El individuo se había quitado todo el traje espacial y su aspecto producía una sensación de incongruencia a bordo de la nave. Sus ropas debían provenir del sastre más a la moda en Ciudad Internacional y, sin duda, eran más adecuadas para una fiesta elegante en la Tierra que para el abordaje de una nave en el espacio. Su camisa tenía la textura de la mejor seda, la que sólo se consigue con el hilado más caro de plastex; la iridiscencia del tejido era sutil y de ningún modo ostentosa; de no ser por el cinturón ricamente ornamentado, los pantalones ceñidos al tobillo y la camisa habrían pasado por una única prenda, pues su color combinaba a la perfección. Los puños de la camisa hacían juego con el cinturón y, al cuello, llevaba una banda de tejido ligero, azul cielo. Su cabello castaño y abundante se veía rizado y con el aspecto de recibir frecuentes cuidados.

El individuo era media cabeza más bajo que Lucky, pero teniendo en cuenta su porte y su actitud, el joven miembro del Consejo de Ciencias comprendió que estaría errado si juzgaba por la vestimenta de petimetre que se trataba de un hombre blando.

Tras acercarse, el nuevo personaje se presentó:

—Mi nombre es Antón. ¿Querrás bajar tu arma?

—¿Y que me maten?

—Puede que te matemos, pero no en este mismo momento. Antes necesito hacerte algunas preguntas.

Lucky no dejó de apuntar con su desintegrador.

Antón intentó nuevamente:

—Te doy mi palabra —un leve rubor tiñó sus mejillas—. Es mi única virtud, tal como los hombres la entienden, pero siempre mantengo mi palabra.

Lucky bajó su arma; Antón cogió el desintegrador y se lo tendió al otro pirata.

—Llévatelo, Dingo, y no regreses por aquí —se giró hacia Lucky—. Los demás pasajeros se habían marchado en los cohetes salvavidas, ¿verdad?

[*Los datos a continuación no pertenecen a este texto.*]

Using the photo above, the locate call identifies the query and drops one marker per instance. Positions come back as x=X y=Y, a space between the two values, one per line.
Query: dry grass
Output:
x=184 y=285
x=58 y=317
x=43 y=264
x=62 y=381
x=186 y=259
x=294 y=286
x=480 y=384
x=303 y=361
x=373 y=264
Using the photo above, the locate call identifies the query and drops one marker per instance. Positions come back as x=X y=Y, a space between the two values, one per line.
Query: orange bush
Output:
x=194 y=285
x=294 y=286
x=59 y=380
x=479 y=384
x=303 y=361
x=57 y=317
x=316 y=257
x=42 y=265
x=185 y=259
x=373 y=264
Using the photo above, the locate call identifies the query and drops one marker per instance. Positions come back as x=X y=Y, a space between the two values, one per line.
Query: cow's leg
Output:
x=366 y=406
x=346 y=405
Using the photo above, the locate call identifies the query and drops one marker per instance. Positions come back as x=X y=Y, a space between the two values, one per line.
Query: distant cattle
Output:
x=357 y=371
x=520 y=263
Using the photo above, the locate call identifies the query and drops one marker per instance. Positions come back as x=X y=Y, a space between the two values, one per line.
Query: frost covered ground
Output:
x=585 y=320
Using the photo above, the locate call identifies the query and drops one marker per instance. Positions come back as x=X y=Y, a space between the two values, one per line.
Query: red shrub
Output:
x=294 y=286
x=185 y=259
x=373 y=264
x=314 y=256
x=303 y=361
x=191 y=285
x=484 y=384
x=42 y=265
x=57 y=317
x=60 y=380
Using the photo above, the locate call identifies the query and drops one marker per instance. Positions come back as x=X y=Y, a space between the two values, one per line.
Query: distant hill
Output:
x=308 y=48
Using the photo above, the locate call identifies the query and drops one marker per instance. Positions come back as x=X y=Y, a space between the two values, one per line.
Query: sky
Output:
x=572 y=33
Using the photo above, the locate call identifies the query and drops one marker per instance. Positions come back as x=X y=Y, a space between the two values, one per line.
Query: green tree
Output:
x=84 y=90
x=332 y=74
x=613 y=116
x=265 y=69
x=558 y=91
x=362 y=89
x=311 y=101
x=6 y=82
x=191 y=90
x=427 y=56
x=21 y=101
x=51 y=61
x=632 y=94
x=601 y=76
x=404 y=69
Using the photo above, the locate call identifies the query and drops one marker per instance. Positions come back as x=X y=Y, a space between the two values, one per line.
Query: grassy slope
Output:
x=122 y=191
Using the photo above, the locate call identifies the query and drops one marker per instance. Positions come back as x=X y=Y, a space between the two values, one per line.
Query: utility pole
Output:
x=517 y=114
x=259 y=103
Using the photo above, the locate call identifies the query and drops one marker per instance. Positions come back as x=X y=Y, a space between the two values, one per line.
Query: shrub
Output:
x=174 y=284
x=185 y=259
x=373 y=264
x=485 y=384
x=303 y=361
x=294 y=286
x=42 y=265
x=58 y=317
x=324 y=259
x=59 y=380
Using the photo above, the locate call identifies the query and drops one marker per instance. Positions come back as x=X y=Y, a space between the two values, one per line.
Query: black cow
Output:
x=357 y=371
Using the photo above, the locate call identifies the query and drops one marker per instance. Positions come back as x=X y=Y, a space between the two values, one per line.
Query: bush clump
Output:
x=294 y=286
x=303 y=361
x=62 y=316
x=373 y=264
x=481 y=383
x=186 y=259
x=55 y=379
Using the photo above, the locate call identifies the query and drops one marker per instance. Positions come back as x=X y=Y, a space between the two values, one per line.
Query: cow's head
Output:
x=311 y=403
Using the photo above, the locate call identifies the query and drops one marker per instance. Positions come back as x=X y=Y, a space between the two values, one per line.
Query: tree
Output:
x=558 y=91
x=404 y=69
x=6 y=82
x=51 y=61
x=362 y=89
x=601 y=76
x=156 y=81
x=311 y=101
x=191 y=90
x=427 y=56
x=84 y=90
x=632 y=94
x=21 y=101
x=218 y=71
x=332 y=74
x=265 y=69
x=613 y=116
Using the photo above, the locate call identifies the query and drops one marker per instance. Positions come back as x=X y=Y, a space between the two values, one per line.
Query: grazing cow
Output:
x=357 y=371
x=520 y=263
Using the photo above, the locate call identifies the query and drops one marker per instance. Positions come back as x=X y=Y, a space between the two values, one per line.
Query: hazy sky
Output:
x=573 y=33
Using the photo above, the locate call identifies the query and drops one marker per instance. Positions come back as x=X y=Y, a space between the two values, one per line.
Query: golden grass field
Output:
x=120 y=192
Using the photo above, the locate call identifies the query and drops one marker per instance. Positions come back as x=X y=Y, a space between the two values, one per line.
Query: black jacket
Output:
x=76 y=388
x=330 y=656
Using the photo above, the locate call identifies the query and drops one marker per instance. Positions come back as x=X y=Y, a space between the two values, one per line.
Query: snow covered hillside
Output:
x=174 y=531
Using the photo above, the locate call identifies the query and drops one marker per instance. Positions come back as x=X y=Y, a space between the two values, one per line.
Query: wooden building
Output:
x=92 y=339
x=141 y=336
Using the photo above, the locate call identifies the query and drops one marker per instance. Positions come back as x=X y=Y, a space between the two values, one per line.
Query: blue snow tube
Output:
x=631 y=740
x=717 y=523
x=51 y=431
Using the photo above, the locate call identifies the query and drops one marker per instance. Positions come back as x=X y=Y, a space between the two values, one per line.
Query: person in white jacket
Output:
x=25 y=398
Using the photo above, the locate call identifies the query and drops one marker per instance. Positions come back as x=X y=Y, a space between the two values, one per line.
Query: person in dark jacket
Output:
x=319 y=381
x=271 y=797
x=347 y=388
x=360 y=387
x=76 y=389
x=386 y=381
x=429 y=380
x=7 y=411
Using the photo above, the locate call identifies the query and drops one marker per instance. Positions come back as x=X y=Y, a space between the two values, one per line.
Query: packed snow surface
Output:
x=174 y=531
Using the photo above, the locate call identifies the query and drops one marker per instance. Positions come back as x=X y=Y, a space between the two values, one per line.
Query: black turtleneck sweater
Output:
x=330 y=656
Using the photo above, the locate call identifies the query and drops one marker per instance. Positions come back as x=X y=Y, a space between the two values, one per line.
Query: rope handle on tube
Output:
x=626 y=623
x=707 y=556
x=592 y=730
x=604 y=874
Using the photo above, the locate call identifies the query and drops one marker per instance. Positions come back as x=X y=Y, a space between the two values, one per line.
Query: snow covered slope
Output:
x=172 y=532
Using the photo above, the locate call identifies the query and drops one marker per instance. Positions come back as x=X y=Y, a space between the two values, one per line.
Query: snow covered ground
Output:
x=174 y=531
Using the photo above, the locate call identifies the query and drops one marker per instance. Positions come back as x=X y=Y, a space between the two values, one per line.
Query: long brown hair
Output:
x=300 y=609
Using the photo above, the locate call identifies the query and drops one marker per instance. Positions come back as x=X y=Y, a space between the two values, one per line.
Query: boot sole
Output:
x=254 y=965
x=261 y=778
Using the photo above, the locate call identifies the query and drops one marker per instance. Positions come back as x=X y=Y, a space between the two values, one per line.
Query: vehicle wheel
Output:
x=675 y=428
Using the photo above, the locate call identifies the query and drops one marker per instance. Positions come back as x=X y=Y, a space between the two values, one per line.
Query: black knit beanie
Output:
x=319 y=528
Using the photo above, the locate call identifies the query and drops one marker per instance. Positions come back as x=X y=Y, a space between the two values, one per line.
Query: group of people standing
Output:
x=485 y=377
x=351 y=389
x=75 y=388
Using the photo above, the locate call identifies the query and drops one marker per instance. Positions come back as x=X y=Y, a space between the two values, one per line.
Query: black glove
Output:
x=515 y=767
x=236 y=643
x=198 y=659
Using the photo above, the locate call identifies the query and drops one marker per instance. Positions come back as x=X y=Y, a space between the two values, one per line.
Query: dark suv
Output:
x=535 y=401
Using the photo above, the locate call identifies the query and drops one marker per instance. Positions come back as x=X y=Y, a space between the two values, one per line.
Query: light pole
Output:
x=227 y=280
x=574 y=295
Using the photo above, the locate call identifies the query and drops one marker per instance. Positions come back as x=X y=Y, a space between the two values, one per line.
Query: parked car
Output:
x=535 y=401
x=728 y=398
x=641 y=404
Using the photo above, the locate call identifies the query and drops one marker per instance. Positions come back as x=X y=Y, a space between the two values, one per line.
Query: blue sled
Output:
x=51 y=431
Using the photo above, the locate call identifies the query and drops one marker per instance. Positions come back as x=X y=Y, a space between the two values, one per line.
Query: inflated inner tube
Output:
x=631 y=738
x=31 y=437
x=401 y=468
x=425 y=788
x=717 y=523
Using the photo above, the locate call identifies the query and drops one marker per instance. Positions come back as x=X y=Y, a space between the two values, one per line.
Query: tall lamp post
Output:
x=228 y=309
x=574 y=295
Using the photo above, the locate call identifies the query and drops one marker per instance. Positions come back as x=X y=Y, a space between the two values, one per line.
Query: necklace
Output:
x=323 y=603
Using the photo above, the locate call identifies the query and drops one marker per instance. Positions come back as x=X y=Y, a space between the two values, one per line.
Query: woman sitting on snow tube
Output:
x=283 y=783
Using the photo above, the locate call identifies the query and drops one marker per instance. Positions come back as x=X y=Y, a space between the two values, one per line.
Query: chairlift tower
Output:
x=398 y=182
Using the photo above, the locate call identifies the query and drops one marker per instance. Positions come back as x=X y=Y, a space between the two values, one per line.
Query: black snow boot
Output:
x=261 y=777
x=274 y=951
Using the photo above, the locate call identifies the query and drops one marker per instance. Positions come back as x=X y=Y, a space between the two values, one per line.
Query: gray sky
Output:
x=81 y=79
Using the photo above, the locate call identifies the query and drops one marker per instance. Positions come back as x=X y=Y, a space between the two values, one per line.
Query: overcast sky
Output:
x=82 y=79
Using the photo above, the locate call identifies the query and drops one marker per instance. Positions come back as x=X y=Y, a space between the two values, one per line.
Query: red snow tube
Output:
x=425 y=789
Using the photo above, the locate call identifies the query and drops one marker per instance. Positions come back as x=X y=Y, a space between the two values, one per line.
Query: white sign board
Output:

—Es una trampa evidente, Antón… —respondió Lucky, pero su interlocutor le interrumpió:

—Capitán Antón, por favor —y sonrió, pero sus fosas nasales se dilataron.

—De acuerdo, es una trampa, capitán Antón. Es evidente que tú sabías que esta nave no llevaba pasajeros ni tripulación. Lo sabías mucho antes de abordarla.

—¿De verdad? ¿Cómo lo has sabido tú?

—Te has aproximado a la nave sin hacer señales ni disparos de advertencia; no has desarrollado demasiada velocidad; has ignorado los cohetes salvavidas cuando se alejaron; tus hombres han abordado la nave sin precauciones, como si no pensaran en la posibilidad de que alguien les opusiera resistencia; el hombre que me halló traspuso la puerta con el desintegrador enfundado. Las conclusiones son claras.

—Estupendo. ¿Y qué haces tú en una nave sin tripulación ni pasajeros?

Con aire torvo, Lucky respondió:

—He venido a verte a ti, capitán Antón.